Q1: Your tracks on the Demon Turf soundtrack seem to have a funk / disco influence. Are there any artists from those genres that inspired you directly?
We’re big fans of the Japanese pop band, Sakanaction, so there’s no doubt some of their sound inspired the more traditional funk and disco tracks. Moreso we turned to a lot of 90s electronic and dance artists to give the soundtrack a bit of a club feel. Underworld was on rotation quite a bit, as were Goldie, Tipper, and Orbital. From there we thought it would be fun to branch out and include some varying complimentary styles; so we wrote a 2-Tone track and invited Skatune Network to play on it, as well as a hip-hop/synth funk track with vocals from Serengeti. The overall goal was to have a strong rhythmic component to keep the players engaged. So finding common ground between the various styles was a rewarding part of the challenge.
Q2: You have worked on several games with hand drawn art styles. Is there a tone or that you associate with that visual style?
Hand drawn games definitely had their glow-up in the 90s, so it’s hard not to find inspiration there. But generally we hope to find shared interests between our tastes and the developer’s tastes. It’s more beneficial to have unique musical discussions for each project, and go in with an open mind, rather than try to match a visual with its 1-1 cultural counterpart.
Q3: Can fans expect to see part 2 of your neoclassical chillwave project the "Tabard Series" anytime soon?
Ha! The Tabard Series will certainly return at some point. We’d like to put out something a bit more focused next time around since the songs in Series 1 were disparate singles, mostly of us experimenting with sounds we don’t normally use in our soundtracks. We do also have plans for original Fat Bard music. Although, it can be hard to find the time between our work projects, personal projects, and personal lives to see that stuff through. Hopefully we’ll have something fun to release in 2022!
Q4: How important is it for you to demo the games you are scoring while they are being developed? Is the general tone and aesthetic sometimes enough to work with?

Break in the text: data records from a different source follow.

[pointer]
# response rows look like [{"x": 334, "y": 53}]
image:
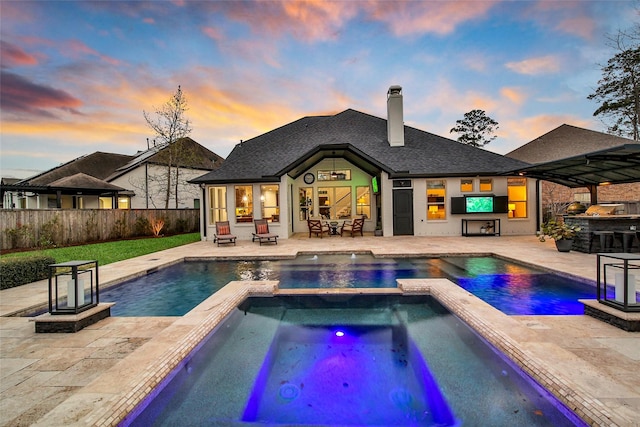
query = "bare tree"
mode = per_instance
[
  {"x": 475, "y": 129},
  {"x": 618, "y": 91},
  {"x": 170, "y": 124}
]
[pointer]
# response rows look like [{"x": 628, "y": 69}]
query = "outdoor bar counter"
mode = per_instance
[{"x": 590, "y": 223}]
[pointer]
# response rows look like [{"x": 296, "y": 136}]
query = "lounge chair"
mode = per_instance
[
  {"x": 353, "y": 227},
  {"x": 316, "y": 226},
  {"x": 262, "y": 233},
  {"x": 223, "y": 233}
]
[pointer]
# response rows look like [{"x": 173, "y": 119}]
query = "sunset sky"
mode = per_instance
[{"x": 77, "y": 76}]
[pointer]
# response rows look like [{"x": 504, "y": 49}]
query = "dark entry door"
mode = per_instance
[{"x": 403, "y": 212}]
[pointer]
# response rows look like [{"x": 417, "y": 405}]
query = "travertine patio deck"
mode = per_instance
[{"x": 83, "y": 378}]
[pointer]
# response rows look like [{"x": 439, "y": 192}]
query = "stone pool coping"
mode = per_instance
[
  {"x": 127, "y": 384},
  {"x": 580, "y": 352}
]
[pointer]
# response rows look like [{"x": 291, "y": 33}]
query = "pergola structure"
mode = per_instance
[{"x": 615, "y": 165}]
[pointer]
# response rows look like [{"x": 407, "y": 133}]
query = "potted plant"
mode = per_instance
[{"x": 561, "y": 232}]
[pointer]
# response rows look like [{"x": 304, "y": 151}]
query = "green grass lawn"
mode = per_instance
[{"x": 109, "y": 252}]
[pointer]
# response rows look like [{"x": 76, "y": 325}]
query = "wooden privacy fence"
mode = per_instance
[{"x": 32, "y": 228}]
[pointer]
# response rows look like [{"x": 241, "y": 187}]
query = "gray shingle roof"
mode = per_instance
[
  {"x": 99, "y": 165},
  {"x": 565, "y": 141},
  {"x": 268, "y": 156}
]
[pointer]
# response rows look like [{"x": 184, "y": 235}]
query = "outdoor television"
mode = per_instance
[
  {"x": 478, "y": 204},
  {"x": 374, "y": 185}
]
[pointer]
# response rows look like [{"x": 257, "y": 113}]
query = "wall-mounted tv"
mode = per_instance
[
  {"x": 374, "y": 185},
  {"x": 479, "y": 204}
]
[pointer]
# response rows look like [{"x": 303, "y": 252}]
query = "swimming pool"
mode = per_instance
[
  {"x": 511, "y": 288},
  {"x": 368, "y": 360}
]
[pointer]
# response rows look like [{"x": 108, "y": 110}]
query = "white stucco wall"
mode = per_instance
[
  {"x": 134, "y": 180},
  {"x": 450, "y": 225}
]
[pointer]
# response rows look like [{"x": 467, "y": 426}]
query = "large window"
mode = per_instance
[
  {"x": 486, "y": 184},
  {"x": 269, "y": 202},
  {"x": 305, "y": 203},
  {"x": 334, "y": 175},
  {"x": 363, "y": 202},
  {"x": 217, "y": 204},
  {"x": 334, "y": 202},
  {"x": 436, "y": 196},
  {"x": 517, "y": 192},
  {"x": 244, "y": 203}
]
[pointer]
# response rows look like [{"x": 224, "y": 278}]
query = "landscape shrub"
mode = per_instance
[
  {"x": 19, "y": 271},
  {"x": 142, "y": 226}
]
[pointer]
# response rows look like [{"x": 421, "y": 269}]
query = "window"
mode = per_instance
[
  {"x": 217, "y": 204},
  {"x": 486, "y": 184},
  {"x": 466, "y": 185},
  {"x": 436, "y": 196},
  {"x": 305, "y": 203},
  {"x": 244, "y": 203},
  {"x": 269, "y": 202},
  {"x": 363, "y": 202},
  {"x": 335, "y": 175},
  {"x": 334, "y": 202},
  {"x": 517, "y": 192}
]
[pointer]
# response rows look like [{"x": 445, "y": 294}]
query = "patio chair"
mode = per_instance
[
  {"x": 262, "y": 233},
  {"x": 316, "y": 226},
  {"x": 352, "y": 227},
  {"x": 223, "y": 233}
]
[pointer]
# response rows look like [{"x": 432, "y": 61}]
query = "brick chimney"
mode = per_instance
[{"x": 395, "y": 119}]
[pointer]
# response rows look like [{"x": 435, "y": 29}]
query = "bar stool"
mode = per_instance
[
  {"x": 604, "y": 237},
  {"x": 626, "y": 238}
]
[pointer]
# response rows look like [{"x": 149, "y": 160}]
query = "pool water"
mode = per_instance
[
  {"x": 401, "y": 361},
  {"x": 511, "y": 288}
]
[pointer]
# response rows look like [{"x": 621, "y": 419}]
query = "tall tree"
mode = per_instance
[
  {"x": 475, "y": 129},
  {"x": 618, "y": 91},
  {"x": 170, "y": 123}
]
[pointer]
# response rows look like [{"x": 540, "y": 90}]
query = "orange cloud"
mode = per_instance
[{"x": 534, "y": 66}]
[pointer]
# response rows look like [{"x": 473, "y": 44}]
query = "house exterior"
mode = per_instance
[
  {"x": 402, "y": 180},
  {"x": 116, "y": 181},
  {"x": 568, "y": 141}
]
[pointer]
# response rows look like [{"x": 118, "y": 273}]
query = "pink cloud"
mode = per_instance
[
  {"x": 213, "y": 33},
  {"x": 13, "y": 55},
  {"x": 19, "y": 95},
  {"x": 534, "y": 66},
  {"x": 308, "y": 20},
  {"x": 439, "y": 17},
  {"x": 513, "y": 94},
  {"x": 573, "y": 17},
  {"x": 78, "y": 48}
]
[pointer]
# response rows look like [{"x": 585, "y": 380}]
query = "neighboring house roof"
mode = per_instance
[
  {"x": 98, "y": 165},
  {"x": 84, "y": 181},
  {"x": 566, "y": 141},
  {"x": 362, "y": 139},
  {"x": 9, "y": 181},
  {"x": 577, "y": 157},
  {"x": 193, "y": 156}
]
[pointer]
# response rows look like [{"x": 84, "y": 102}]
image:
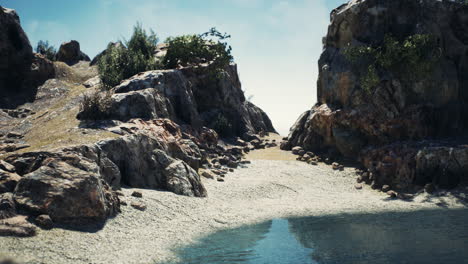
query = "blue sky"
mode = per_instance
[{"x": 276, "y": 43}]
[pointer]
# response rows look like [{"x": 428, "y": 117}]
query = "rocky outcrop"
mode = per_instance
[
  {"x": 21, "y": 71},
  {"x": 68, "y": 189},
  {"x": 190, "y": 96},
  {"x": 356, "y": 121},
  {"x": 70, "y": 53},
  {"x": 104, "y": 52}
]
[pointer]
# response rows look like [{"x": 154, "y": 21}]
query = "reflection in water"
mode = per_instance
[{"x": 435, "y": 236}]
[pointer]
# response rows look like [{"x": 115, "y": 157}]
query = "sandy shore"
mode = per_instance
[{"x": 273, "y": 188}]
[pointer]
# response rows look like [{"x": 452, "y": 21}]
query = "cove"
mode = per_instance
[{"x": 429, "y": 236}]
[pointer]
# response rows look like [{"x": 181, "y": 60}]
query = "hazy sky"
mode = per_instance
[{"x": 275, "y": 43}]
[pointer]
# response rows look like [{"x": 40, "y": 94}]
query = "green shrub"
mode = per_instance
[
  {"x": 96, "y": 105},
  {"x": 222, "y": 125},
  {"x": 411, "y": 59},
  {"x": 192, "y": 50},
  {"x": 47, "y": 50},
  {"x": 121, "y": 62}
]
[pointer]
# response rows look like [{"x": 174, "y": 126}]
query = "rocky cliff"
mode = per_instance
[
  {"x": 192, "y": 97},
  {"x": 21, "y": 71},
  {"x": 406, "y": 91},
  {"x": 57, "y": 165}
]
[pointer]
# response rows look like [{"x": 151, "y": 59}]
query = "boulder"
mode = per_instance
[
  {"x": 70, "y": 53},
  {"x": 44, "y": 221},
  {"x": 8, "y": 181},
  {"x": 401, "y": 106},
  {"x": 68, "y": 190},
  {"x": 7, "y": 206},
  {"x": 17, "y": 226},
  {"x": 189, "y": 96},
  {"x": 15, "y": 62},
  {"x": 96, "y": 59},
  {"x": 6, "y": 166}
]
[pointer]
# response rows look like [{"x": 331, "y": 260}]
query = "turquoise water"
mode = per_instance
[{"x": 435, "y": 236}]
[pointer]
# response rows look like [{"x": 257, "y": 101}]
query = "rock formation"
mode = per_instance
[
  {"x": 21, "y": 71},
  {"x": 158, "y": 133},
  {"x": 70, "y": 53},
  {"x": 401, "y": 106},
  {"x": 190, "y": 97}
]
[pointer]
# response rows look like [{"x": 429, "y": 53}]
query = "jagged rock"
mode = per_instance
[
  {"x": 208, "y": 174},
  {"x": 44, "y": 222},
  {"x": 417, "y": 163},
  {"x": 349, "y": 119},
  {"x": 392, "y": 194},
  {"x": 7, "y": 206},
  {"x": 182, "y": 179},
  {"x": 70, "y": 53},
  {"x": 21, "y": 71},
  {"x": 138, "y": 205},
  {"x": 386, "y": 188},
  {"x": 429, "y": 188},
  {"x": 8, "y": 181},
  {"x": 42, "y": 70},
  {"x": 137, "y": 194},
  {"x": 68, "y": 189},
  {"x": 16, "y": 59},
  {"x": 100, "y": 55},
  {"x": 93, "y": 82},
  {"x": 187, "y": 95},
  {"x": 240, "y": 142},
  {"x": 17, "y": 226},
  {"x": 6, "y": 166},
  {"x": 296, "y": 150}
]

It’s nice to have a build of the game, if possible, to run around in and figure out the mood and pacing. Although for music in many cases we’ve done fine working off GIFs and screenshots. As long as we have a fruitful discussion with the developer(s) about style and expectations we can usually hit the mark. For our sound design projects, being able to jump in and playtest our SFX is invaluable and can often make or break the quality of the sound implementation. So it really depends on the type of project, its scope, and our role in the audio experience.